最終章-前編-



黒の閃光を身に纏わせて。

息つく間もない速さで駆け抜ける。

視線の先には親友の血を色濃く受け継いだ──少年がいる。精鋭機関の連中も手こずっているようだがなるほど確かに何者かを殺めるような事態にまでは至っていない。放浪の悪魔の魂が見当たらないが恐らく奴と双子が融合するまで中で無理矢理に繋ぎ止めているのだろう。それでも致命傷まで与えず同じ場所に留まり続けているのは御三方の抵抗の賜物か。
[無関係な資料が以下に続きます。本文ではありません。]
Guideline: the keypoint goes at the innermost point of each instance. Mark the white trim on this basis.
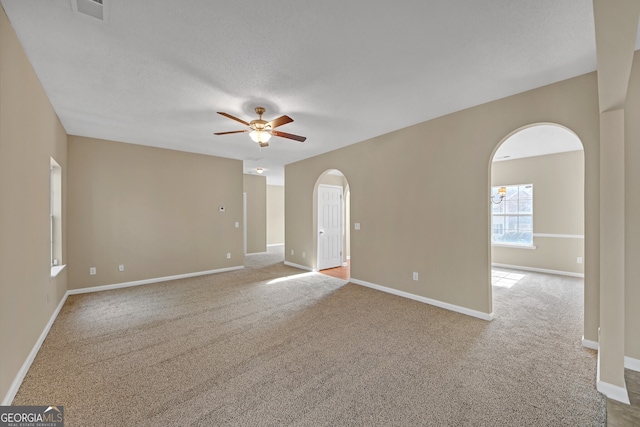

だからといって安心はしていられない。融合が果たされて崩壊したのが少女ルキナの語る未来だったのだから。──正義部隊は戦意消失か。情けない話だが自分たちの尽くしてきた全てが最悪の未来を手繰り寄せたのだから誇りを胸に正義を掲げてきた連中には辛い話だろう。

……、……正義の戦士、か。

「クレシス!」

何者かが声を上げたが構わない。密かに小さく息を吐いて対象を見据えれば纏う電気が弾けて黄金に色を変える。──それは紛れもない闇を打ち払うと共に親友の命を散らせた禁忌の技。


最後の切り札ボルテッカー


「父さんっ!」

最後に聞こえたのは娘の声だった。

愛した妻の声こそ聞き届けたいものもあったがそれでも充分すぎるほど幸せだったのだ。実験動物として研究施設こそが全てであった自分が外の世界へ連れ出されて愛する妻に出逢えて、子供に恵まれて──目まぐるしい速度で変わりゆく環境に温かな感情さえこぼれ落ちる日々にただただ幸せを噛み締めて。


……そう。

もう、充分だから。


終わらせよう。

ラディス。お前の愛した全てを。